A new efficient type I architecture for motion estimation in video sequences based on the Full-Search Block-Matching (FSBM) algorithm is proposed in this paper. This architecture presents minimum latency, maximum throughput and full utilization of the hardware resources, combining both pipelining and parallel processing techniques. The implementation of an array processor for motion estimation in a single-chip using 0.25 m CMOS technology is presented. Experimental results show that this processor is able to estimate motion vectors in 4CIF video sequences at a rate of 16 frames/s.
INTRODUCTION
In the last few years, video coding systems have been assuming an increasingly important role in several application areas tied in with digital television, videophone and video-conference, video-surveillance and with the storage of video data. Several video compression standards have been established for these different applications [1] , exploiting both spatial and temporal redundancies of video sequences to achieve the required compression rates. Among these techniques, motion-compensation has proved to be a fundamental technique to improve interframe prediction in video coding.
Motion estimation requires a huge amount of computations. Consequently, a great research effort has been made to develop efficient dedicated structures and specialized processors [6] . Due to their regular processing scheme and simple control structures, FSBM algorithms have been the most widely used in VLSI implementations, providing optimal estimation results and leading to fast and efficient processing structures. Moreover, the sum of absolute differences (SAD) matching criteria has been extensively applied in these processors, due to its simplicity and satisfactory results.

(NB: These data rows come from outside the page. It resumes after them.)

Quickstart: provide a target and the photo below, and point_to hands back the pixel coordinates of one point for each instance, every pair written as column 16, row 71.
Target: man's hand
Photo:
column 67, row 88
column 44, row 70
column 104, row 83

Several different structures have been proposed over the last few years [4] [9] [3] [2] . Most of them are 2D or 1D arrays derived from the Dependence Graph (DG) of the FSBM algorithm. However, a comparative analysis of these architectures shows that none of them provides a maximum and constant throughput or a full utilization of the hardware resources.
The main goal of the research presented in this paper is the analysis and development of a new and efficient array architecture for motion estimation in video sequences based on the FSBM algorithm. This new architecture uses the AB2 type architecture proposed by Vos [9] and its peculiar processing scheme as the basis for the present research. In fact, it will be shown that Vos' architecture can be significantly improved in what concerns both the latency and the hardware requirements. The amount of memory used to store the search area data can be substantially reduced through a full utilization of the hardware resources. Moreover, the time wasted to fill the processor pipeline whenever a new reference block and search area are needed can be avoided, by introducing in the architecture an extra layer with pre-fetch registers.
The proposed architecture was described using fully parameterizable IEEE-VHDL code and its functionality was thoroughly tested. Fast arithmetic units for addition and absolute difference computation were also designed based on prefix-adder and binary adder-tree structures. An integrated circuit for motion estimation was developed, by making use of the proposed architecture and using a standard cell library of a CMOS -0.25 m technology process. Experimental results show that the implemented circuit is able to estimate motion vectors in 4CIF video sequences at a rate of 16 frames/s.
FSBM ARCHITECTURES
In this section, the efficiency of the main systolic architectures proposed over the last few years for the FSBM algorithm is compared. Those architectures can be regarded as regular arrays of Processor Elements (PEs), where each PE computes the SAD similarity measure. The number of PEs that composes the array defines the concurrency level of the estimation process, which is usually dependent on the used performance versus circuit area trade-off.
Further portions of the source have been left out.